Na Sessão de 30/06/2025, o Pleno do TST cancelou a Súmula nº 90. A justificativa apresentada no voto da Ministra Dora Maria da Costa, relatora no Pleno do Procedimento Administrativo para Aprovação de Resolução Administrativa (Pet - 1501-03.2019.5.00.0000), foi a perda de eficácia a partir de 11/11/2017, data da vigência da Lei 13.467, que deu nova redação ao art. 58, § 2º, da CLT: "O tempo despendido pelo empregado desde a sua residência até a efetiva ocupação do posto de trabalho e para o seu retorno, caminhando ou por qualquer meio de transporte, inclusive o fornecido pelo empregador, não será computado na jornada de trabalho, por não ser tempo à disposição do empregador". O Pleno do TST, no Tema 23 da Tabela de IRR, no qual foi fixada a seguinte tese vinculante: "A Lei nº 13.467/2017 possui aplicação imediata aos contratos de trabalho em curso, passando a regular os direitos decorrentes de lei cujos fatos geradores tenham se efetivado a partir de sua vigência". Ou seja, a Lei 13.467/2017 tem aplicação imediata apenas em relação aos fatos que ocorrerem a partir de sua vigência. Assim, no período anterior à Lei 13.467/2017, remanesce a obrigação de pagamento das horas in itinere. Já no período posterior à Lei 13.467/2017, não subsiste direito do reclamante ao pagamento das horas in itinere.
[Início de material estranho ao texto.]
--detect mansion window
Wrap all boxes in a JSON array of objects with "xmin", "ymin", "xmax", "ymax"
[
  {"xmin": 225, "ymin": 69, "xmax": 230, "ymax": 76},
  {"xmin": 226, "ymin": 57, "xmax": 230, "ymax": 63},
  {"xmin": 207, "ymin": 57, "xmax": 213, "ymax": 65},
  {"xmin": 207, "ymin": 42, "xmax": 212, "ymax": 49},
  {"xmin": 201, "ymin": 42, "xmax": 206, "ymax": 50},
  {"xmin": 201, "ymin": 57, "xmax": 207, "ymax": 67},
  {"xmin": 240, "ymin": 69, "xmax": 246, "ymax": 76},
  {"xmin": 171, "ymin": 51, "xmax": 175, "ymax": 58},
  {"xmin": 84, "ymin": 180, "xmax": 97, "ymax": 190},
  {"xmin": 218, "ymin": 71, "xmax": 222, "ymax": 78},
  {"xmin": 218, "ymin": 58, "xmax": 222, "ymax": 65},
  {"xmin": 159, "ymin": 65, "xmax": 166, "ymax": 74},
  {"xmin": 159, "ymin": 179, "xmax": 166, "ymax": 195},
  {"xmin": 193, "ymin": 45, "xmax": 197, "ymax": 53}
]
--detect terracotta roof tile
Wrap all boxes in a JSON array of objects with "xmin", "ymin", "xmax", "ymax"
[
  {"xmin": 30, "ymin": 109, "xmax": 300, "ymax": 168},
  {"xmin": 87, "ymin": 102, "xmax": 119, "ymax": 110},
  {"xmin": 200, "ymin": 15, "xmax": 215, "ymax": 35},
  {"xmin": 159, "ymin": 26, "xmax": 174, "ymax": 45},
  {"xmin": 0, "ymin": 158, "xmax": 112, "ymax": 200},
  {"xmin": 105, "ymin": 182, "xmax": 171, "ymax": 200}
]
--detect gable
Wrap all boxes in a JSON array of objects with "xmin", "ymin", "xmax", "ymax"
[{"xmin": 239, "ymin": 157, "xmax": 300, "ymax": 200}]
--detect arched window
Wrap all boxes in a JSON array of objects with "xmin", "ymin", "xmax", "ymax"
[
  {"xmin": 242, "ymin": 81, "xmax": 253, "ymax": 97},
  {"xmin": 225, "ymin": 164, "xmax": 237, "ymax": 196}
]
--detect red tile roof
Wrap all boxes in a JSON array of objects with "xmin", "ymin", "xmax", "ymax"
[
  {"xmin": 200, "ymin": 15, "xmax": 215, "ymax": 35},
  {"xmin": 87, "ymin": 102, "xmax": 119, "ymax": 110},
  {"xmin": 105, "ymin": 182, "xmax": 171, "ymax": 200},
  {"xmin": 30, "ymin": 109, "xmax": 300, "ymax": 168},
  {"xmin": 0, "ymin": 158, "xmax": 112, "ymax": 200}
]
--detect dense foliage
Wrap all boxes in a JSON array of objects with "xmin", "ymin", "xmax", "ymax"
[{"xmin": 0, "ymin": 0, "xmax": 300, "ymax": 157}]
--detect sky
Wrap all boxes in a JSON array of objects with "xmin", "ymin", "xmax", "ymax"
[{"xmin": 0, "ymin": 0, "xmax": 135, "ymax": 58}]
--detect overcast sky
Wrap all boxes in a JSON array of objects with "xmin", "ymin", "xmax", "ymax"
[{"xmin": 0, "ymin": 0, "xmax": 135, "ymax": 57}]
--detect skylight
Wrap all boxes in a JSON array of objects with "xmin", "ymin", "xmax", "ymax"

Ante o exposto, conheço do recurso de revista, por ofensa ao art. 58, § 2º, da CLT.
MÉRITO CONTRATO DE TRABALHO INICIADO ANTES DA LEI 13.467/2017 E EM CURSO NA SUA VIGÊNCIA. HORAS IN ITINERE. DISCUSSÃO ACERCA DA APLICAÇÃO DA NOVA REDAÇÃO DO § 2º DO ART. 58 DA CLT AOS CONTRATOS DE TRABALHO EM CURSO À ÉPOCA DA ENTRADA EM VIGOR DA LEI Nº 13.467/17 Como consequência do conhecimento do recurso de revista, por violação do art. 58, §2º, da CLT, dou-lhe provimento para afastar da condenação o pagamento de horas in itinere a partir da vigência da Lei nº 13.467/2017.
ISTO POSTO
ACORDAM os Ministros da Sexta Turma do Tribunal Superior do Trabalho, por unanimidade: I - dar provimento ao agravo para seguir no exame do recurso de revista; e II - conhecer do recurso de revista, por violação do art. 58, §2º, da CLT e, no mérito, dar-lhe provimento para afastar da condenação o pagamento de horas in itinere a partir da vigência da Lei nº 13.467/2017. Brasília, 10 de setembro de 2025.